The pipeline attempts to take this into account:
Ideally, failures and scalability bottlenecks are compartmentalised.
Where there are cascading failures that can't be contained, safeguards can be implemented in the surrounding compartments to dampen the effects.
For example, if the data storage infrastructure stops returning data, this causes the check infrastructure to return false negatives. Or false positives. Or false UNKNOWNs. Bad times.
We can contain the effects in the event processing infrastructure by detecting a mass failure and only sending out a small number of targeted notifications, rather than sending out alerts for each individual failing check.
While the design is in theory meant to allow this containment, the practicalities of doing this are not straightforward.
Some simple questions that need to be asked of each compartment:
- How does the compartment deal with a response it hasn't seen before?
- What is the adaptive capacity of each compartment? How robust is each compartment?
- Does a failure in one compartment cascade into another? How far?
The initial answers won't be pretty, and the solutions won't be simple (ideal as that would be) or easily discovered.
Additionally, the robustness of each compartments in the pipeline will be different, so making each compartent fault tolerant is a hard slog with unique challenges in each compartment.
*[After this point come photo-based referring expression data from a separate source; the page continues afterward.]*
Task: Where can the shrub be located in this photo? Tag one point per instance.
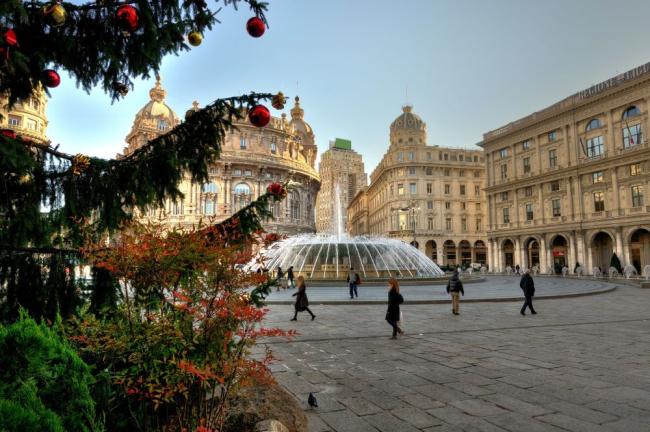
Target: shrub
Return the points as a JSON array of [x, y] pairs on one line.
[[44, 385]]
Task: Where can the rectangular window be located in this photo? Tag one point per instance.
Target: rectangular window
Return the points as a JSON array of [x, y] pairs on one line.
[[599, 201], [13, 120], [595, 146], [529, 212], [597, 177], [556, 208], [632, 136], [637, 196]]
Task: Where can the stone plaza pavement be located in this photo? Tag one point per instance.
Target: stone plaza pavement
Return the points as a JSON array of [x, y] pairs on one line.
[[580, 364]]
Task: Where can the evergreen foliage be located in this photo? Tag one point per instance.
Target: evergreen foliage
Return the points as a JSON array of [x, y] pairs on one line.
[[44, 386]]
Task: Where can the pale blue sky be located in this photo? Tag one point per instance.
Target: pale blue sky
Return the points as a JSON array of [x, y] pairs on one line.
[[470, 66]]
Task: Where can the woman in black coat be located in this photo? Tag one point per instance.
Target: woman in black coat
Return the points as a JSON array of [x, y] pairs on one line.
[[393, 313], [302, 303]]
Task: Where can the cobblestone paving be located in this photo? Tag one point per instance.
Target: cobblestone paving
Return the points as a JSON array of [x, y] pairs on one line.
[[580, 364]]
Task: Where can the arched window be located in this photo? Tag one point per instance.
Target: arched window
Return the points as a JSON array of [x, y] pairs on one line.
[[631, 111], [209, 188], [593, 124]]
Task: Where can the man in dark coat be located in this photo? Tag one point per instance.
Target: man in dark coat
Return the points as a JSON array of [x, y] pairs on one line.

How are people solving this problem?
Netflix recently open sourced a project called Hystrix:
Hystrix is a latency and fault tolerance library designed to isolate points of access to remote systems, services and 3rd party libraries, stop cascading failure and enable resilience in complex distributed systems where failure is inevitable.
Specifically, Netflix talk about how they make this happen:
How does Hystrix accomplish this?
- Wrap all calls to external systems (dependencies) in a HystrixCommand object (command pattern) which typically executes within a separate thread.
- Time-out calls that take longer than defined thresholds. A default exists but for most dependencies is custom-set via properties to be just slightly higher than the measured 99.5th percentile performance for each dependency.
- Maintain a small thread-pool (or semaphore) for each dependency and if it becomes full commands will be immediately rejected instead of queued up.
- Measure success, failures (exceptions thrown by client), timeouts, and thread rejections.
- Trip a circuit-breaker automatically or manually to stop all requests to that service for a period of time if error percentage passes a threshold.
- Perform fallback logic when a request fails, is rejected, timed-out or short-circuited.
- Monitor metrics and configuration change in near real-time.
We can apply many of the strategies from Hystrix to the monitoring pipeline:
- Wrap all monitoring checks with a timeout that returns an
UNKNOWN(assuming you stick with the existing severity levels)
- Add some sort of signalling mechanism to the checks so they fail faster, e.g.
- Stick a load balancer like HAProxy or Nginx in front of the data storage compartment
- Cache the state of the data storage compartment that all monitoring checks check before querying the compartment
- Detect mass failures, and notify on-call and the monitoring system owners directly to shorten the MTTR. This is something Flapjack aims to do as part of the reboot.
I don't profess to have all (or even any) of the answers. This is new ground, and I'm very curious to hear how other people are solving this problem.